In most cases it is because the former emigrants want to raise their kids among extended family members. Some, however, end up with mixed feelings.

Migration researcher Dr Caitríona Ní Laoire from University College Cork says raising kids is the main reason and cites her own experience.

“I moved to Boston in 1986. The majority of Irish people I moved with and became friendly with have moved home,” she says. “People stayed in their early 20s and 30s. They had a great time travelling and then, when they settled down and got married, bit by bit, they went home.”

The Times reported on Eibhlis Connaughton (37) and her husband Diarmuid Collins (38) who came  from Toronto last year. “Both our Canadian and Irish family and friends questioned our decision. Why were we going against the grain? Why were we leaving a country that Irish people were desperately trying to get into?”

“The birth of our daughter spurred us on. We realised fast that we definitely wanted to bring her up in Ireland surrounded by her family,” Connaughton says.

“The strength of that feeling was quite overwhelming. And, while there were so many negatives associated with our return, that overriding feeling endured.

“We spent many agonising, sleepless nights weighing up the options. It boiled down to good jobs versus family, friends and strong community. In the end we felt that we should take the risk and go while the momentum was with us.

“However, there was one group of people who understood and supported our decision – older Irish women who lived in Canada for most of their adult lives never questioned us. In fact, many of them encouraged us to go. Many of them related stories of the loneliness of bringing up children in a foreign country, elderly parents back in Ireland, weakening ties with friends. But we definitely feel we’ve made the right decision even though it is an adjustment.”

Alan and Sarah Daly however miss their Canadian life. “We miss it every day. We have a quality of life there that just isn’t comparable at all. My salary was six figures, which it isn’t in Ireland. We had four distinct seasons. We never saw any crime. If Sarah wanted to get a subway home at 1am, we wouldn’t blink on it.

“When we were there we were voluntary emigrants, but as we got closer to leaving, we saw a lot of angry emigrants who didn’t want to be there and hated everything about it and didn’t make any effort to integrate.”

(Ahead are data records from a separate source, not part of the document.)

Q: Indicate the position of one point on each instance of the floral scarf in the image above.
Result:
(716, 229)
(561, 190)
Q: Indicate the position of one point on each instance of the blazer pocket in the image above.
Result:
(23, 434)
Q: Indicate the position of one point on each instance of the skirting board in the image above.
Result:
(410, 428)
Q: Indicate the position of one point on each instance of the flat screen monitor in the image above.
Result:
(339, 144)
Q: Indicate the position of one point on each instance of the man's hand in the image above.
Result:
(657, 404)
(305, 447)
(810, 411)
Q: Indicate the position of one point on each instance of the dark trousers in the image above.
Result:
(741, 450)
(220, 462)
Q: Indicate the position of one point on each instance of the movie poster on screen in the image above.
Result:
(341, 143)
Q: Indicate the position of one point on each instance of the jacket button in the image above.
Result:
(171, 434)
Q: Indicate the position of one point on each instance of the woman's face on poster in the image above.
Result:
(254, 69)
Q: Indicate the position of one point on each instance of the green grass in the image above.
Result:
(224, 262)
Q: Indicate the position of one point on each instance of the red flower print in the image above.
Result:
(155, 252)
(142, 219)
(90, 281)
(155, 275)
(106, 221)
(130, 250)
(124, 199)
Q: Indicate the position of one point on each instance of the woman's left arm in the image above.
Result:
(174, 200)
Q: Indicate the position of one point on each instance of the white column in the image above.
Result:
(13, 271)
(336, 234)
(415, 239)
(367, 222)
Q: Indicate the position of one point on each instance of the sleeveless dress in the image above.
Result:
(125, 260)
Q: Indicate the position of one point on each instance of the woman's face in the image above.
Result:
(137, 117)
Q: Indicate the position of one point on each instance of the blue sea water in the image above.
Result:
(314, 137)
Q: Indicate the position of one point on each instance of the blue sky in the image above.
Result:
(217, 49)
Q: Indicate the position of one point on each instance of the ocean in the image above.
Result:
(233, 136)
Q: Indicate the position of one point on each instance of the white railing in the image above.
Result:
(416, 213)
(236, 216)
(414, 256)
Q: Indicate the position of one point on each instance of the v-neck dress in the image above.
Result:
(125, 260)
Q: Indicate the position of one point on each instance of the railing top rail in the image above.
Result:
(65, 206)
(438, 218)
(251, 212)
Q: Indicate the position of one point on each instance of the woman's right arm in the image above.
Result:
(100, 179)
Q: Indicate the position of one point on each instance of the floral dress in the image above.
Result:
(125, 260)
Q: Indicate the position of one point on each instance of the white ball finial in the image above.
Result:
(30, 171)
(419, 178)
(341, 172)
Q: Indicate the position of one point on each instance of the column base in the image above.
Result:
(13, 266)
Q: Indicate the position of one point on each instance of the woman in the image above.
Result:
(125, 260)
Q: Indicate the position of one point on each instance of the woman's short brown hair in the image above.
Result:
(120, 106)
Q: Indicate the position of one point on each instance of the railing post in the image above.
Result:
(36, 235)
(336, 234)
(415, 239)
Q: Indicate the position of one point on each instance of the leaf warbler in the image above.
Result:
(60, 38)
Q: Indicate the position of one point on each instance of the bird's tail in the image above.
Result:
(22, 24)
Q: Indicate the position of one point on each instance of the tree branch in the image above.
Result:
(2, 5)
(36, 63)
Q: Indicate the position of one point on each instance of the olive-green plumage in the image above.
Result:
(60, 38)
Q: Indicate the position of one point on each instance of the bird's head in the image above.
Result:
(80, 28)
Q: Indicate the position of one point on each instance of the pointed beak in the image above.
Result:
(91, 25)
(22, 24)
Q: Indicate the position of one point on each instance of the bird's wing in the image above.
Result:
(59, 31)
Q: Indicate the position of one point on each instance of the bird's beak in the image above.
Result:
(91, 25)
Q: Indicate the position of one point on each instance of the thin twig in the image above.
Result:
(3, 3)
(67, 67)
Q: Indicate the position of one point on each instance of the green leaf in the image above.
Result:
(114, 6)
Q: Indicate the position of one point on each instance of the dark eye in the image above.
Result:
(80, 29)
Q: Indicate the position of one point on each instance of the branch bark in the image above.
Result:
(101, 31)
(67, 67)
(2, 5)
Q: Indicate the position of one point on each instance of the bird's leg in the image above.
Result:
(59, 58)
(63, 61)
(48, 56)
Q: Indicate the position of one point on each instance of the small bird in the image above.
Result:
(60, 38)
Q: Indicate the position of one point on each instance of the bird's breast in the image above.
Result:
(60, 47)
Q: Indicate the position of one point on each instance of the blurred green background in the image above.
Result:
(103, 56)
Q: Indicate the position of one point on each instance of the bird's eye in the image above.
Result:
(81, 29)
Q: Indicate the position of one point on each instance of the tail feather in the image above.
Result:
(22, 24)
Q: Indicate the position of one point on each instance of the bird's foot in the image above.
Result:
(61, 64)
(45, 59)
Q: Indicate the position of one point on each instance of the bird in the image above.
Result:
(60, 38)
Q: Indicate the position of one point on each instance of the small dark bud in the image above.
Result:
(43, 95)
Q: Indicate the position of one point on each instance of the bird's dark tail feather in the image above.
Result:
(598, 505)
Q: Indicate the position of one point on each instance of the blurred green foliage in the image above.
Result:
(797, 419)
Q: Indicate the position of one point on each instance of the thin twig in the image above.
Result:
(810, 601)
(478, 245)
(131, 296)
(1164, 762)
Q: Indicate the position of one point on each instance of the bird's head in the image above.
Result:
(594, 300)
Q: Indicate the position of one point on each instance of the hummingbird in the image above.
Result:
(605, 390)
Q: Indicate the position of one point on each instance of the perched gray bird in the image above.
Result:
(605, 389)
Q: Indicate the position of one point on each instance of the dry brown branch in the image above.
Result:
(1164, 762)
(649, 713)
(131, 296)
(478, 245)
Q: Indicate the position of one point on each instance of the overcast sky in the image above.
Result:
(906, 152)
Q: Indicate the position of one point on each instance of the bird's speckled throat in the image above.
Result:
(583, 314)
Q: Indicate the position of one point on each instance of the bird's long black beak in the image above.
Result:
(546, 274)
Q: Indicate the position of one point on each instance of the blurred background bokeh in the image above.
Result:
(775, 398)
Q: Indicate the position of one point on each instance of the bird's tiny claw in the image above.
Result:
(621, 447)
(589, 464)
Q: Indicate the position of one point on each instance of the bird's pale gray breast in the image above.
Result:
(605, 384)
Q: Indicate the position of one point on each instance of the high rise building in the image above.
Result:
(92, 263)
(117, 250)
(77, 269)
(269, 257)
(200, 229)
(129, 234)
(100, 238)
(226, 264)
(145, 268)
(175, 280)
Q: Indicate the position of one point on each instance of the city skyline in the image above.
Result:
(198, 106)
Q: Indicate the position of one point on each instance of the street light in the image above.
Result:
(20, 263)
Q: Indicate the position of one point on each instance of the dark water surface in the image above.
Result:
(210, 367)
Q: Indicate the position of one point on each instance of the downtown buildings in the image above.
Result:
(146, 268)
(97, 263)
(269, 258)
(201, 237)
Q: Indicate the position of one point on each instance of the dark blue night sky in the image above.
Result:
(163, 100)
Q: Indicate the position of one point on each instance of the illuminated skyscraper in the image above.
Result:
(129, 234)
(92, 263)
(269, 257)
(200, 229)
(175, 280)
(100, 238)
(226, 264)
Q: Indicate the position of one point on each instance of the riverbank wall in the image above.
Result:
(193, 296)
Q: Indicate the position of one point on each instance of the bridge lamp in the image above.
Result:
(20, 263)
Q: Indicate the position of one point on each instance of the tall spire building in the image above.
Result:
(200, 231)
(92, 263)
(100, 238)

Clare Waldron (52)  retuned from Bosotn after 30 years .”I’m in shock at a lot of things,” she says. “The price of everything and the rain is killing me. I got lost coming home from the Dundrum Town Centre though I’m from Dublin.

“But it is great to be back home and to be involved with my family and rugby again. It is great to be among Irish people. There is no one like the Irish.

“We whinge like hell, but we’re great craic. Irish people get it; Americans love us but they don’t get us.”